Il clima di instabilità favorì sollevazioni in Campania e in Puglia, incoraggiate dalle continue ingerenze di Roma e di Bisanzio. Lo stesso popolo napoletano si ribellò, ritenendo Guglielmo meno saldo e carismatico del padre. Ma tale giudizio si rivelò erroneo: il nuovo sovrano, nonostante le divisioni interne, si impose come un monarca autoritario e astuto, capace di reprimere rapidamente le rivolte e di riaffermare la propria autorità. Guglielmo I, passato alla storia con l’appellativo di il Malo per la sua durezza e per la sua politica fiscale oppressiva, non concesse riforme di sorta, preferendo accentrare nelle proprie mani il potere. A sostegno del suo disegno accentratore agì il gran cancelliere Maione da Bari, che con abilità e intransigenza contrastò le pretese dell’aristocrazia e ogni tentativo di opposizione. 

La reggenza e l’ascesa di Guglielmo II il Buono 

Le congiure, tra cui quella guidata dal suocero Matteo Bonello, fallirono e contribuirono a fiaccare le resistenze interne. Tuttavia, il malcontento rimase diffuso, alimentato soprattutto dal crescente peso fiscale che gravava su nobili e popolazione. La situazione trovò un punto di svolta nel 1166, anno della morte di Guglielmo I: la reggenza passò temporaneamente alla regina Margherita e, poco dopo, al figlio Guglielmo II. 

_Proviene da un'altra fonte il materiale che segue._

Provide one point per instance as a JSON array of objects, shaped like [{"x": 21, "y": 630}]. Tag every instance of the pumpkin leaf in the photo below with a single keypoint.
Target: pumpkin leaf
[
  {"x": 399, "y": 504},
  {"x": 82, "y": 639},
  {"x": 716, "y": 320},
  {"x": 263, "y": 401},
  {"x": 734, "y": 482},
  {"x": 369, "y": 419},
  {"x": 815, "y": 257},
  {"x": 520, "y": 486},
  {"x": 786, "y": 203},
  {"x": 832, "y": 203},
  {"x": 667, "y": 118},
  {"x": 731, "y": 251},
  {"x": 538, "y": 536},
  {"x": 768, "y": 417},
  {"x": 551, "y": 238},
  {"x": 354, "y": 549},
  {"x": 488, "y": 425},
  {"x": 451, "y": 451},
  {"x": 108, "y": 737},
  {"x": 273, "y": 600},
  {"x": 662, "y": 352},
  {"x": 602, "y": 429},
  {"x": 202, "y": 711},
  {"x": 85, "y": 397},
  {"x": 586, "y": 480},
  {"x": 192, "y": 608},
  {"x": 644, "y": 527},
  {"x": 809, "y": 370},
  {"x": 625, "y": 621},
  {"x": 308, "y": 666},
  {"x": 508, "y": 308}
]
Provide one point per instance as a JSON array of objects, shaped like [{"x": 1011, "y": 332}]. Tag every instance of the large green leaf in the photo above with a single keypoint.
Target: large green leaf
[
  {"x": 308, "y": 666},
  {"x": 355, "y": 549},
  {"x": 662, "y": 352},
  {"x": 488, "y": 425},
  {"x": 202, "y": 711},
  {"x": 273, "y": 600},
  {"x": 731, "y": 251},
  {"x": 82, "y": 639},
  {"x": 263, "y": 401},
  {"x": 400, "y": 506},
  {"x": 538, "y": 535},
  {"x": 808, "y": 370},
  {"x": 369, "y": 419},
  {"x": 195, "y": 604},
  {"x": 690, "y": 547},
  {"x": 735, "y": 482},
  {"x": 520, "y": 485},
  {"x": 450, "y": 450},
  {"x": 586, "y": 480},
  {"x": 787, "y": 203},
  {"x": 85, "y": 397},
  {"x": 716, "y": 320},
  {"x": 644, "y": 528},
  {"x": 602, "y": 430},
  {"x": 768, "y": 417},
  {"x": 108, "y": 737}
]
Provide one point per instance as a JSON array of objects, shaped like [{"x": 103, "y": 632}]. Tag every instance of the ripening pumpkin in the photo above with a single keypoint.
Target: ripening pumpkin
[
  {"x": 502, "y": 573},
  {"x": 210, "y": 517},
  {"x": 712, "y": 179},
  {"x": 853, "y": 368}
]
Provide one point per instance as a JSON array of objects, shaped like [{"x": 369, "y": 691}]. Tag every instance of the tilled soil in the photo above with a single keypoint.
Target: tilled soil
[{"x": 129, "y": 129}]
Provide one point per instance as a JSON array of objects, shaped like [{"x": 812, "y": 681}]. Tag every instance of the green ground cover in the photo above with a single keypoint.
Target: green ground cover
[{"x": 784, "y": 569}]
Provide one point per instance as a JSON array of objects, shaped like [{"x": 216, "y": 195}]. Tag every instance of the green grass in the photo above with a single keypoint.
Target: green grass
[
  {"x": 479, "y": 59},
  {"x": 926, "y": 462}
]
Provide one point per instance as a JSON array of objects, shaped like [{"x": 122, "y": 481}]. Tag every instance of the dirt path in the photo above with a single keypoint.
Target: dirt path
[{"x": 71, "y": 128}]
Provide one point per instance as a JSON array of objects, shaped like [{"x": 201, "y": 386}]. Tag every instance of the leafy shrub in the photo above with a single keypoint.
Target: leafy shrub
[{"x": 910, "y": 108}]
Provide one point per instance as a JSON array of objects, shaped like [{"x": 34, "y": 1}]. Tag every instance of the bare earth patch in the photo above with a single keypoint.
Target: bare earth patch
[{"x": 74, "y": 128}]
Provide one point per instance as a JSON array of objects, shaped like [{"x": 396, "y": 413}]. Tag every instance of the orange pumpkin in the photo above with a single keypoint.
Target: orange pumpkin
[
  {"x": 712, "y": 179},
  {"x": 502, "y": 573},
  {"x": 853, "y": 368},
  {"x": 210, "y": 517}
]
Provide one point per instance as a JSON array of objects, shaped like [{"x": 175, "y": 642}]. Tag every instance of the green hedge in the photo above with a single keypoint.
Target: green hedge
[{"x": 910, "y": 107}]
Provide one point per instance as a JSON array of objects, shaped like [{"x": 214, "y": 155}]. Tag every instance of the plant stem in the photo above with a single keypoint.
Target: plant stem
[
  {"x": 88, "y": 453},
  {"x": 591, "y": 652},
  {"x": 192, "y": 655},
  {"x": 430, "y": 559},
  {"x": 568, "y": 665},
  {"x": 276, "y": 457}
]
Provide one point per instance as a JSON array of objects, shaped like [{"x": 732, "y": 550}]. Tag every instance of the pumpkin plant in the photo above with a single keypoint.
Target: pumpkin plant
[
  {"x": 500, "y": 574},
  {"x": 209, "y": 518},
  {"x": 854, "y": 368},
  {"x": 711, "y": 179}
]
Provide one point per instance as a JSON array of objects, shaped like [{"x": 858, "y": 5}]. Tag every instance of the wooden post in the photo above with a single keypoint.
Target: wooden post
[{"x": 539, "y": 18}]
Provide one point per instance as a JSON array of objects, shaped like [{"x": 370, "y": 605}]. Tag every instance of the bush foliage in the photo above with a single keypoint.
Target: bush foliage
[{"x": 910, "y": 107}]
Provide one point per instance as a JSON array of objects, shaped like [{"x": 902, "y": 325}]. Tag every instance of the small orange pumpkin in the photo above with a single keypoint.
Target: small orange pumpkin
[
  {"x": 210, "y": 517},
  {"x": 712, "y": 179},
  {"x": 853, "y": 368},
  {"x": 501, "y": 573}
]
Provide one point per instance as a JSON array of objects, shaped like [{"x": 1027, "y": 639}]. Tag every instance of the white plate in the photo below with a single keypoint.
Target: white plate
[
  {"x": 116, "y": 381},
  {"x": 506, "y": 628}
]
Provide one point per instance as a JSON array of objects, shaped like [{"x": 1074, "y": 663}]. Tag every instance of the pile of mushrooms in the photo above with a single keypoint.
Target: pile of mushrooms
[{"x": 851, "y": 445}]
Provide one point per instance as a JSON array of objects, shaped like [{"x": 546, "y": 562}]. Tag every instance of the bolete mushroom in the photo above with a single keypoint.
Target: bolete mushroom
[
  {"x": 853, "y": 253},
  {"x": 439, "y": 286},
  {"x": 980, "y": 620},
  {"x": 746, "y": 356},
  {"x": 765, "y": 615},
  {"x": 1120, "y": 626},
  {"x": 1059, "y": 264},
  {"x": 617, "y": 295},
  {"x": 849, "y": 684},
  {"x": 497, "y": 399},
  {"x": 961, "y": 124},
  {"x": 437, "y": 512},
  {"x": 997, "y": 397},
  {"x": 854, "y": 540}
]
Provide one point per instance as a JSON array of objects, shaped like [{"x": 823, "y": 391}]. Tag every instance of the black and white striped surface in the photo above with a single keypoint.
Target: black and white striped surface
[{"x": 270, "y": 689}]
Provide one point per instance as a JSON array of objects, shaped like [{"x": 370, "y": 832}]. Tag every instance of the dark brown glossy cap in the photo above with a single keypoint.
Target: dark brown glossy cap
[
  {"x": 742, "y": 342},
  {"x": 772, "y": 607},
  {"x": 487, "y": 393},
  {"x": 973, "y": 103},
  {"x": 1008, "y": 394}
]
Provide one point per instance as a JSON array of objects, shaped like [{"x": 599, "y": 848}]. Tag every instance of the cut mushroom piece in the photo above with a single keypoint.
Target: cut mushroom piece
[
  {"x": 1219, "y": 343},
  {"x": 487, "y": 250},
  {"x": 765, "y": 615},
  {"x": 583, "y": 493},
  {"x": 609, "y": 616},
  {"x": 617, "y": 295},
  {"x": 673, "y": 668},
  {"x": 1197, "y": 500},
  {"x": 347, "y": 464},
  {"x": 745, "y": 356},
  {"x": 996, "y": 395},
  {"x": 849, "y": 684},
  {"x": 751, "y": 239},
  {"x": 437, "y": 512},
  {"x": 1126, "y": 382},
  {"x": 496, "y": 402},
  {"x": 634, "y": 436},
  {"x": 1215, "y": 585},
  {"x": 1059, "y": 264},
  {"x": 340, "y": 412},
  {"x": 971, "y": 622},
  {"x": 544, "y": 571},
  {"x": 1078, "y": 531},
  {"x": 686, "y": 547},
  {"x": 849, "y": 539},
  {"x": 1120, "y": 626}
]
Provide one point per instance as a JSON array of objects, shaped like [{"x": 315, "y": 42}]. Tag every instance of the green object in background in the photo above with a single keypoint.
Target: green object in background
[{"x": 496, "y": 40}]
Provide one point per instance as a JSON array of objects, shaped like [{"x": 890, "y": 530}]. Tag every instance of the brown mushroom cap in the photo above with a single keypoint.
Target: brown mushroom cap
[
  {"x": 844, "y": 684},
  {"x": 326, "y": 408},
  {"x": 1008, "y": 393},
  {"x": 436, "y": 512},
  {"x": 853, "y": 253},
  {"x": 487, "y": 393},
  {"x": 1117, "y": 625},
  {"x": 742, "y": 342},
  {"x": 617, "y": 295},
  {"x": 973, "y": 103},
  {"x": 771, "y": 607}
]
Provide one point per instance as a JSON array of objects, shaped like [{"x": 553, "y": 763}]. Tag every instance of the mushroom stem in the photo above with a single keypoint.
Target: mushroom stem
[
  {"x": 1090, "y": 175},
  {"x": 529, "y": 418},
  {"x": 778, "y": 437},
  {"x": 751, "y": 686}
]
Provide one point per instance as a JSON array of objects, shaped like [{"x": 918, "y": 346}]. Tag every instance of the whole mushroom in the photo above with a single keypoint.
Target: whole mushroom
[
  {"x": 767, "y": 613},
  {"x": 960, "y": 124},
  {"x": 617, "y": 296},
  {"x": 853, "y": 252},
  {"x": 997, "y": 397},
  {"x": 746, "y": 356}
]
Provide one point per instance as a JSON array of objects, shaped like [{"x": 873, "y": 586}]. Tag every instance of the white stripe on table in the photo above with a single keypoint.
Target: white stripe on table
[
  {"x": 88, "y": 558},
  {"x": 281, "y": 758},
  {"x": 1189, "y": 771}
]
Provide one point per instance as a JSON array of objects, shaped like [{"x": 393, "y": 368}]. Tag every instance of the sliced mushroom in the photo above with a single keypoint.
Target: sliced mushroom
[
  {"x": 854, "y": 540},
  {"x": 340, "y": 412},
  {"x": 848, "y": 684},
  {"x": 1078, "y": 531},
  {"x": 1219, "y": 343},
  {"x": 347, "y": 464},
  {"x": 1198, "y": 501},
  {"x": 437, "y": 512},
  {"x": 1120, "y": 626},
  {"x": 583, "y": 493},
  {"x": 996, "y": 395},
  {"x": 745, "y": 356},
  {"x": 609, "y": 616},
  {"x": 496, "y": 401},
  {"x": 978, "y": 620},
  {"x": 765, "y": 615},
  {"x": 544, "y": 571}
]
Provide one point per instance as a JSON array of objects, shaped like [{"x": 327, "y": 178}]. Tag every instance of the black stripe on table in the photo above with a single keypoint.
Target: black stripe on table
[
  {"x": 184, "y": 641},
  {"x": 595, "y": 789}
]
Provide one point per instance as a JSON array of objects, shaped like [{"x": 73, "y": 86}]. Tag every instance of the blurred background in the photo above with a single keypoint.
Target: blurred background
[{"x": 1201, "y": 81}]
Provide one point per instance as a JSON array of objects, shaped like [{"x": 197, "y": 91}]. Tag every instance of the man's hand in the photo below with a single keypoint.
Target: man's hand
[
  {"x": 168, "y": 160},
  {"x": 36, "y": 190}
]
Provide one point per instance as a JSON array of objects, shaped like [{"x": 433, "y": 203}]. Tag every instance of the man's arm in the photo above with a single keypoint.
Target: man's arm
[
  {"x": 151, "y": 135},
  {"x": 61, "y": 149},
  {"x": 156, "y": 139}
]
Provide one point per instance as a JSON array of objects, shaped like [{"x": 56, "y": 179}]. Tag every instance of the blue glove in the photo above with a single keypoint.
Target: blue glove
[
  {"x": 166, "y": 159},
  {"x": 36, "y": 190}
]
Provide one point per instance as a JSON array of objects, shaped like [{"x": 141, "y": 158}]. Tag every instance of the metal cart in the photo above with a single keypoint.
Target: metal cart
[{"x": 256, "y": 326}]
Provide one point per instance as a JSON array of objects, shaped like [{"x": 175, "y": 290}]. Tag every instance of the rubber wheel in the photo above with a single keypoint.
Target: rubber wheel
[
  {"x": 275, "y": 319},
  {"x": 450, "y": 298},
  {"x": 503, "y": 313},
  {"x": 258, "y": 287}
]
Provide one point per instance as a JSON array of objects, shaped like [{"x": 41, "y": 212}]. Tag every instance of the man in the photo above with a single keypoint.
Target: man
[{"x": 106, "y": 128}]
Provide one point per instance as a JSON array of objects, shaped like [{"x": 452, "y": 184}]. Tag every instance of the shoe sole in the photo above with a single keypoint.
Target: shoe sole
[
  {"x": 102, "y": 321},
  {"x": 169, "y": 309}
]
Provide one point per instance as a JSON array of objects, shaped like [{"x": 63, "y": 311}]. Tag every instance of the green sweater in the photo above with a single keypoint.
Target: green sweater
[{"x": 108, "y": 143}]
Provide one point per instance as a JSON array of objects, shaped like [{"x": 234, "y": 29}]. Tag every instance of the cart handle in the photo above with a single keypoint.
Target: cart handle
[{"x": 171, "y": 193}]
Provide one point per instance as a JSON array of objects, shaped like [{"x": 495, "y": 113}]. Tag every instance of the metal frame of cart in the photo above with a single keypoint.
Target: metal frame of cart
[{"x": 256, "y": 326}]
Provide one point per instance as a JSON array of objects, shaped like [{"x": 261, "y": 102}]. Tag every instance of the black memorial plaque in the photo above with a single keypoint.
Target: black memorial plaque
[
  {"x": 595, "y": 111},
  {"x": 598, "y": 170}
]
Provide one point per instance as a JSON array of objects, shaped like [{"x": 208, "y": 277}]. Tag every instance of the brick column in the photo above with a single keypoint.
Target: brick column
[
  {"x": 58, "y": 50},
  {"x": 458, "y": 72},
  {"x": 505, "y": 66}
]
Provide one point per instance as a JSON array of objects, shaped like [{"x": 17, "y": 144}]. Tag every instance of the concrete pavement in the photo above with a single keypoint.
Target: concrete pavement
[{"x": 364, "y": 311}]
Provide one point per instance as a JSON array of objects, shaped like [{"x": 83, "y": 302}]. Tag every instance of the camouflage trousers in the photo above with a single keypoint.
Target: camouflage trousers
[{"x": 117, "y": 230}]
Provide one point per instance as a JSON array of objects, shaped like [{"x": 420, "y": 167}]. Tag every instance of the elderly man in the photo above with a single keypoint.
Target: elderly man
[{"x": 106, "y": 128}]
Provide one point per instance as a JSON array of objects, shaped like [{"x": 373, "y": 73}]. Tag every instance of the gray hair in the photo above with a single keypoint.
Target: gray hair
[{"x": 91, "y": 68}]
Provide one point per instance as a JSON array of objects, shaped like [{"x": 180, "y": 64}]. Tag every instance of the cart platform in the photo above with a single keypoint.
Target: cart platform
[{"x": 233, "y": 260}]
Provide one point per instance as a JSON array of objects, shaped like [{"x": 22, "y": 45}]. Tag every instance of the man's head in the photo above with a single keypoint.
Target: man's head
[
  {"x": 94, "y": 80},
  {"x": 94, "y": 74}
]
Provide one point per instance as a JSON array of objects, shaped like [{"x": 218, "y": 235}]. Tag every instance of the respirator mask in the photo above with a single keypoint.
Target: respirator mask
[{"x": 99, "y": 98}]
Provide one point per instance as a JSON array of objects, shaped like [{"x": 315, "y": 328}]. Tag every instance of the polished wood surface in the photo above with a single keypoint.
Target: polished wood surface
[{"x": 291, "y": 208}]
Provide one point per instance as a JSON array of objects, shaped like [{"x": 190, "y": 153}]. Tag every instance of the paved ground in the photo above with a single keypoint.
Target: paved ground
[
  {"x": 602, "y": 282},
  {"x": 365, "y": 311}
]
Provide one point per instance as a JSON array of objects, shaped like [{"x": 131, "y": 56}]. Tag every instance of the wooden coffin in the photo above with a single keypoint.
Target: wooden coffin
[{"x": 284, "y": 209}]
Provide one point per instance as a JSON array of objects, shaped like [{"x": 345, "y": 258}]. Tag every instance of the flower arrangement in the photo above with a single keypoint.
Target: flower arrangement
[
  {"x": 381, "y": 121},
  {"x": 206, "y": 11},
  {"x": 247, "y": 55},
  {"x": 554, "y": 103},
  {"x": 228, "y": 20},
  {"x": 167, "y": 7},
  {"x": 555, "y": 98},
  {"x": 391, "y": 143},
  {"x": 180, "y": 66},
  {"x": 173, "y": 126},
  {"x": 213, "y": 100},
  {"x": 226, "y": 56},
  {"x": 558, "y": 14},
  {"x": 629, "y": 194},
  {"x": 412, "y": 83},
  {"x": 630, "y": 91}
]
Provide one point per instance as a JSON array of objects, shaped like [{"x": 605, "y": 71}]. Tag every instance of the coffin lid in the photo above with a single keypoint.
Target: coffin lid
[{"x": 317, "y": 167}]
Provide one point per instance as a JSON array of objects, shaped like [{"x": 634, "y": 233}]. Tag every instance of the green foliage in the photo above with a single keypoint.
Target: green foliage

Questi si rivelò assai diverso dal padre. Definito il Buono per la sua indole conciliatrice, inaugurò una stagione di maggiore apertura e dialogo con i diversi corpi sociali: nobiltà, clero e popolo. Alla base di tale atteggiamento vi era però anche una strategia politica ben precisa: assicurare la stabilità del regno e preparare la successione in favore del nipote Tancredi, in previsione delle possibili rivendicazioni legate al matrimonio tra Costanza d’Altavilla, figlia di Ruggero II, ed Enrico VI di Svevia. L’unione, potenzialmente foriera di gravi conseguenze dinastiche, costituiva infatti un pericolo imminente per l’indipendenza del regno. 

Napoli e le riforme istituzionali sotto Guglielmo II 

Intanto, i napoletani beneficiarono della nuova stagione politica. A loro fu concessa la possibilità di mantenere costumi e tradizioni locali e, fatto di grande rilievo istituzionale, di istituire un governo consolare. Il primo consolato, presieduto da Aligerno Cottone, vide la partecipazione non solo dei membri dell’élite cittadina, ma anche di alcuni rappresentanti dei ceti intermedi e, in misura ridotta, del popolo. Questa apertura, eccezionale per l’epoca, contribuì a rafforzare la vita politica ed economica della città. Parallelamente, Guglielmo II consolidò il rapporto con i baroni, garantendo loro l’ereditarietà dei feudi e l’esenzione da oneri di servizio, mentre integrava nella sua amministrazione personalità ecclesiastiche locali, così da assicurarsi un consenso quanto più ampio possibile. La sua politica ebbe successo: alla sua morte, avvenuta nel 1189, Tancredi riuscì a salire al trono, nonostante l’opposizione del partito filoimperiale che sosteneva Costanza. 

Palermo piange la morte di Guglielmo II, dal Liber ad honorem Augusti – Fonte: dominio pubblico

Tancredi, Guglielmo III e la fine della dinastia normanna a Napoli

Tancredi di Lecce, figlio illegittimo di Ruggero III di Puglia e nipote di Ruggero II, proseguì la linea di apertura del predecessore, con un’attenzione particolare alla borghesia cittadina, che gli era più favorevole della grande aristocrazia. A Napoli egli concesse autonomia amministrativa e ampie libertà commerciali, arrivando persino ad autorizzare la coniazione di moneta d’argento, che accrebbe prestigio e risorse economiche. Rafforzò inoltre le mura urbane, misura che si rivelò provvidenziale quando Enrico VI tentò un assedio, respinto proprio grazie alle rinnovate difese. 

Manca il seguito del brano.